June 18, 2024

This Week in Amateur Radio

North America's Premiere Amateur Radio News Magazine

Bouvet Island

HAM Radio Team Reaches World’s Most Remote Island

Last week, after a long and treacherous voyage, a team of amateur radio operators arrived on the world’s most remote island, Bouvet Island. Using the callsign 3Y0J, they are now transmitting a variety of signals, including Morse code, digital modes, and voice transmissions, in an effort to reach out to other amateur radio operators around the world. The expedition’s goals are simple: to contact as many amateur radio stations as possible from a remote location.

A dependent territory of Norway, Bouvet Island is an uninhabited subantarctic volcanic island located in the South Atlantic Ocean.
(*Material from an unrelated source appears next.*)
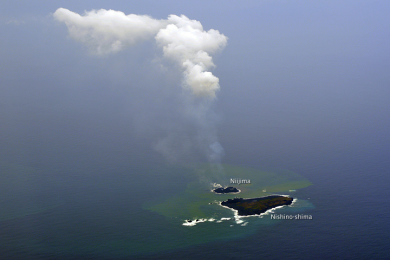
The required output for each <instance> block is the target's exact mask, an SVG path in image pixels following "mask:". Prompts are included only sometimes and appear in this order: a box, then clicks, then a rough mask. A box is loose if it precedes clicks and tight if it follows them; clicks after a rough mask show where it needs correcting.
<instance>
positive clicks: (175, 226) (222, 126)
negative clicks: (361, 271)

It is the most remote island in the world, situated approximately 900 nautical miles south-southwest of the coast of South Africa and 1,400nm north of Queen Maud Land, Antarctica. The remoteness of this island makes radio signals originating from it very rare.

The 3Y0J team worked hard for two years to raise the estimated $650,000 for their DXpedition. They received donations from individuals, corporations, and amateur radio organizations around the world. Additionally, the Northern California DX Foundation (NCDFX) awarded them a grant of $100,000 to charter the sailing yacht S/V Marama. The yacht was designed by Dominique Presles and constructed with aluminum by N2A shipyard in St Nazaire. It was inspected by Bureau Véritas. While sailing, some of the team members used their own callsigns and added /MM to them for HF-band activities.